Deep reinforcement learning is actively used for training autonomous car policies in a simulated driving environment. Due to the large availability of various reinforcement learning algorithms and the lack of their systematic comparison across different driving scenarios, we are unsure of which ones are more effective for training autonomous car software in single-agent as well as multi-agent driving environments. A benchmarking framework for the comparison of deep reinforcement learning in a vision-based autonomous driving will open up the possibilities for training better autonomous car driving policies. To address these challenges, we provide an open and reusable benchmarking framework for systematic evaluation and comparative analysis of deep reinforcement learning algorithms for autonomous driving in a single- and multi-agent environment. Using the framework, we perform a comparative study of discrete and continuous action space deep reinforcement learning algorithms. We also propose a comprehensive multi-objective reward function designed for the evaluation of deep reinforcement learning-based autonomous driving agents. We run the experiments in a vision-only high-fidelity urban driving simulated environments. The results indicate that only some of the deep reinforcement learning algorithms perform consistently better across single and multi-agent scenarios when trained in various multi-agent-only environment settings. For example, A3C- and TD3-based autonomous cars perform comparatively better in terms of more robust actions and minimal driving errors in both single and multi-agent scenarios. We conclude that different deep reinforcement learning algorithms exhibit different driving and testing performance in different scenarios, which underlines the need for their systematic comparative analysis. The benchmarking framework proposed in this paper facilitates such a comparison.

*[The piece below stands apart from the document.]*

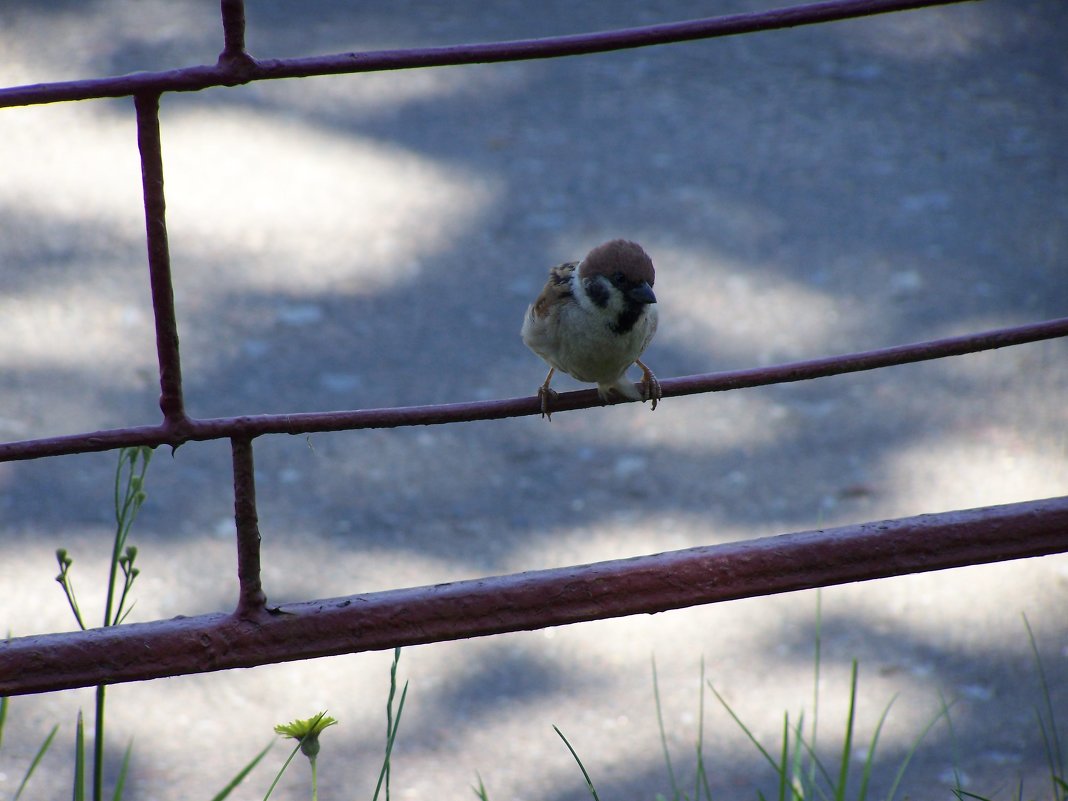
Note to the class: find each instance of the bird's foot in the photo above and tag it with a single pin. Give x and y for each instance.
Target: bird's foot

翻译：深度强化学习正被广泛应用于模拟驾驶环境中训练自主汽车策略。由于各类强化学习算法众多且缺乏跨不同驾驶场景的系统性比较，我们难以确定哪些算法在单智能体及多智能体驾驶环境中对训练自主汽车软件更为有效。一个基于视觉的自主驾驶深度强化学习比较基准框架，将为训练更优的自主汽车驾驶策略开辟可能性。为应对这些挑战，我们提供了一个开放且可复用的基准框架，用于在单智能体和多智能体环境中对自主驾驶深度强化学习算法进行系统性评估与比较分析。利用该框架，我们对离散和连续动作空间深度强化学习算法开展了比较研究。同时，我们提出了一种面向深度强化学习自主驾驶智能体评估的综合多目标奖励函数。我们在仅依赖视觉的高保真城市驾驶模拟环境中进行了实验。结果表明，仅部分深度强化学习算法在多种多智能体环境设置下训练后，能在单智能体和多智能体场景中持续表现更优。例如，基于A3C和TD3的自主汽车在单智能体和多智能体场景下均展现出更鲁棒的动作和更少的驾驶错误。我们得出结论：不同深度强化学习算法在不同场景中表现出不同的驾驶与测试性能，这凸显了对其进行系统性比较分析的必要性。本文提出的基准框架为这种比较提供了便利。